In more detail, as shown in FIG. 3, when forming a photoresist layer pattern (not shown), serving as an ion implantation mask layer for the n− type diffusion area 131 and the P° type diffusion area 132 of the photodiode PD, on the semiconductor substrate 10, the active area for the photodiode PD is exposed in an opening of the photoresist layer pattern. In this state, the impurity ions for the n− type diffusion area 131 and the P° type diffusion area 132 are implanted to the active area of the photodiode PD, the impurity ions for the n− type diffusion area 131 and the P° type diffusion area 132 are also implanted to the boundary between the active area of the photodiode PD and the device isolation layer 13.
Accordingly, the related art CMOS image sensor may have the damage due to the impurity implantation in the boundary between the n− type diffusion area and the P° type diffusion area and the device isolation layer, and furthermore, may have the defect. This defect causes the generation of electron and hole carrier, also, provides the recombination of the electron. As a result, a leakage current of the photodiode PD increases, whereby the darkcurrent of the CMOS image sensor increases.
As described above, the related art CMOS image sensor has the following disadvantages.
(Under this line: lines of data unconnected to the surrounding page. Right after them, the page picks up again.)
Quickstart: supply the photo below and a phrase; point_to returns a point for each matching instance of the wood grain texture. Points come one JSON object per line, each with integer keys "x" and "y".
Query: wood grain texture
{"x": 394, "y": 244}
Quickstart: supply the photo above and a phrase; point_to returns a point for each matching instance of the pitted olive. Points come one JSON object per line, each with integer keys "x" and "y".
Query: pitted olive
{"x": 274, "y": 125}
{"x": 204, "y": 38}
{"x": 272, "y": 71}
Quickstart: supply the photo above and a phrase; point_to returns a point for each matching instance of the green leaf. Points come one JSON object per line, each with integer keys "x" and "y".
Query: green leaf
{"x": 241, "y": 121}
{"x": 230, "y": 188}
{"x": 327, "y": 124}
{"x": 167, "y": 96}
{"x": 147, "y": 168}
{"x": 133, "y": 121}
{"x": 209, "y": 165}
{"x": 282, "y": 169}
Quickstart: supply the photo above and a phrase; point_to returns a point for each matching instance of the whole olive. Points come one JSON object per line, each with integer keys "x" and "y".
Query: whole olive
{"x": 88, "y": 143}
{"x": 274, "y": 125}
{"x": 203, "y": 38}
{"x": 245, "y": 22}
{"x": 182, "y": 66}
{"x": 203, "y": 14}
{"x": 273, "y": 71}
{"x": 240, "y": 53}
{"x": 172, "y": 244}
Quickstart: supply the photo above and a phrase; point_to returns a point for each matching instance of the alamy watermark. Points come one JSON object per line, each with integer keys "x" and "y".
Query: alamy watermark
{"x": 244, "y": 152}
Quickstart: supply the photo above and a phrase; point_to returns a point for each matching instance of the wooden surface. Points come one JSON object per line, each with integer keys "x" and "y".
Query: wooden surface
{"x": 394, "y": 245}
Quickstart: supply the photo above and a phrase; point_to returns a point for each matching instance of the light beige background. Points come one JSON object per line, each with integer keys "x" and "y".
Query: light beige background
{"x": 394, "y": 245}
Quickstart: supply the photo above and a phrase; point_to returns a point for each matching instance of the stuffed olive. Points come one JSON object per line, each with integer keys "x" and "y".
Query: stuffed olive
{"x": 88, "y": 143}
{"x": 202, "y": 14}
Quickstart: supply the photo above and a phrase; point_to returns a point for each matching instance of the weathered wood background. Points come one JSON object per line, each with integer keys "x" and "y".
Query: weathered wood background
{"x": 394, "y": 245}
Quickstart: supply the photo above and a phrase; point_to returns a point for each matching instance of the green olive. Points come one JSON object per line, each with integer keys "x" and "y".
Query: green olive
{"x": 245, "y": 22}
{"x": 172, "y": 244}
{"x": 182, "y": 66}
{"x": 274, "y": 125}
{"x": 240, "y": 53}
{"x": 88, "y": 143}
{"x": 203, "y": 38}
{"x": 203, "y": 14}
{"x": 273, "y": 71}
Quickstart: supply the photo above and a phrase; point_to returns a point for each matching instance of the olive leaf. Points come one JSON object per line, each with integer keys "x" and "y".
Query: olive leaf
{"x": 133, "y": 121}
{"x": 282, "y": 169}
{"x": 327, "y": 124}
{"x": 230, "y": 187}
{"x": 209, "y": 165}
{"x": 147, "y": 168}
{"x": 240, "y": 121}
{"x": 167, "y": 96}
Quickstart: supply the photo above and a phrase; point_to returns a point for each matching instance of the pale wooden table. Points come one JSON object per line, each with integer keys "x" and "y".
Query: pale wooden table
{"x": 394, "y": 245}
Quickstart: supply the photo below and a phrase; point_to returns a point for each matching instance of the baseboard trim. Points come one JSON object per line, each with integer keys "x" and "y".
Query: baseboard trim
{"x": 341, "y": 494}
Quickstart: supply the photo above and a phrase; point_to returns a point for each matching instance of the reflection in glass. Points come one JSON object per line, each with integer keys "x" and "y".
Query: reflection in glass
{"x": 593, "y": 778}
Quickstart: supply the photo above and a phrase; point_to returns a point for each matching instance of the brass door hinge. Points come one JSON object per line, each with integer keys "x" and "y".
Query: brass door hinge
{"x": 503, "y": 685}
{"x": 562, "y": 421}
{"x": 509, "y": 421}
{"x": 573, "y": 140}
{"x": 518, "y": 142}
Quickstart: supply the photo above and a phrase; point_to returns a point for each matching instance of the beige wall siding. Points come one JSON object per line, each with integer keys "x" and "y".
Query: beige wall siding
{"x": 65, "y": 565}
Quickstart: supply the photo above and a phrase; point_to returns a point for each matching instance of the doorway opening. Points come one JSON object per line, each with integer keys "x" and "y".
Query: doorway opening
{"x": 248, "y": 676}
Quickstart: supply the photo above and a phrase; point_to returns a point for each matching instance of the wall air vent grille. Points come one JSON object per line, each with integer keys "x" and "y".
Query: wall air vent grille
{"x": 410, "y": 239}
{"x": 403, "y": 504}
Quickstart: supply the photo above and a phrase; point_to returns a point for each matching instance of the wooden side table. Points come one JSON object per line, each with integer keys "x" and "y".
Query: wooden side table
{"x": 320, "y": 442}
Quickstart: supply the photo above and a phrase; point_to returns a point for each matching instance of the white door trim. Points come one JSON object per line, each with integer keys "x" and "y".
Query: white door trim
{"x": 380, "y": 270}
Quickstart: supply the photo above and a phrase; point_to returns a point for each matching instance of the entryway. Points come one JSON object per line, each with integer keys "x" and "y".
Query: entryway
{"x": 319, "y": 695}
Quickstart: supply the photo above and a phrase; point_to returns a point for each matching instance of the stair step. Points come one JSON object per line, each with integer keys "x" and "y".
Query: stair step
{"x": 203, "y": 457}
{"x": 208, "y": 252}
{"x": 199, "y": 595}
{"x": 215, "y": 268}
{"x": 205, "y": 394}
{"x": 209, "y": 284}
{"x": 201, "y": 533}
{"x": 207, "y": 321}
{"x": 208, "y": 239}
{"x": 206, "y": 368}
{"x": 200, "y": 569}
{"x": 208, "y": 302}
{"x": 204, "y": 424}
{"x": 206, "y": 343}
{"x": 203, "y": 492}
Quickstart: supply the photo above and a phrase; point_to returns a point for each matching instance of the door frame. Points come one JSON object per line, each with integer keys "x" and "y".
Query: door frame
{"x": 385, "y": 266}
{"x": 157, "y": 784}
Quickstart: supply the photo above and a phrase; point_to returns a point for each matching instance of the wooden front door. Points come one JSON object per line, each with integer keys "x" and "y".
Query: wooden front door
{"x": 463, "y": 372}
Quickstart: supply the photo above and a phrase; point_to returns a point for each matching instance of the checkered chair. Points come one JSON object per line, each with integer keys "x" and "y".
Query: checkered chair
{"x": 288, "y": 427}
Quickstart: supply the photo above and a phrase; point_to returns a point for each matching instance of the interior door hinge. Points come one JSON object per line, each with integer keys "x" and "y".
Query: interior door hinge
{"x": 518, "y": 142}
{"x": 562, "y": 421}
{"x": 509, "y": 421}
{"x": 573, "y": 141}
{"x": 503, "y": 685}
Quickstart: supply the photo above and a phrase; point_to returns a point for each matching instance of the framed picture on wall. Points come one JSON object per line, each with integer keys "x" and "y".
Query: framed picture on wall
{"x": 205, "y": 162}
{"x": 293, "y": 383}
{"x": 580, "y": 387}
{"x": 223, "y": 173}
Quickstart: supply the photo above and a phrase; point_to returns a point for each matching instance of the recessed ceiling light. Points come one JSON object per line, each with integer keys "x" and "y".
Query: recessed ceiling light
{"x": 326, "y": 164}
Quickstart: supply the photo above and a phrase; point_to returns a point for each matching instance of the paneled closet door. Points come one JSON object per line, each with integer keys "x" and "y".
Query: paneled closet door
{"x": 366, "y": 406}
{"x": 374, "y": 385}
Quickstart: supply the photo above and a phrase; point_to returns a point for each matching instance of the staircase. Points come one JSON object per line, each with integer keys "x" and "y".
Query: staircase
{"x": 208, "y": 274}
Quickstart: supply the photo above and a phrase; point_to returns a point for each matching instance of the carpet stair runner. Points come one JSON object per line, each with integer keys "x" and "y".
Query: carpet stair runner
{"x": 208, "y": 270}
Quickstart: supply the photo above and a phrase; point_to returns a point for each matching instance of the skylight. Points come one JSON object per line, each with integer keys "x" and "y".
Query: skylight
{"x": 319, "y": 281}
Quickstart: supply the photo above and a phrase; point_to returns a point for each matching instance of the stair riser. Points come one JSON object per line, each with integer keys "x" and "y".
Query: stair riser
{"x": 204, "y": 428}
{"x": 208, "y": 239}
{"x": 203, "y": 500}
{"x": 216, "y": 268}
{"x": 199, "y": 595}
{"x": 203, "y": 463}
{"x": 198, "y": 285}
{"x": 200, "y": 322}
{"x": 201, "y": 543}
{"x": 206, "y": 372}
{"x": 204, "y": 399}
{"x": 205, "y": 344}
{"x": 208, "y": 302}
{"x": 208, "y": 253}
In the related art CMOS image sensor, when implanting the impurity ions to form the diffusion area of the photodiode PD, the impurity ions are implanted to the boundary between the device isolation layer and the active area of the photodiode PD. As a result, it is difficult to prevent the increase of the darkcurrent generated in the boundary between the device isolation layer and the active area for the photodiode PD, so that it has the limitation to the decrease of the darkcurrent.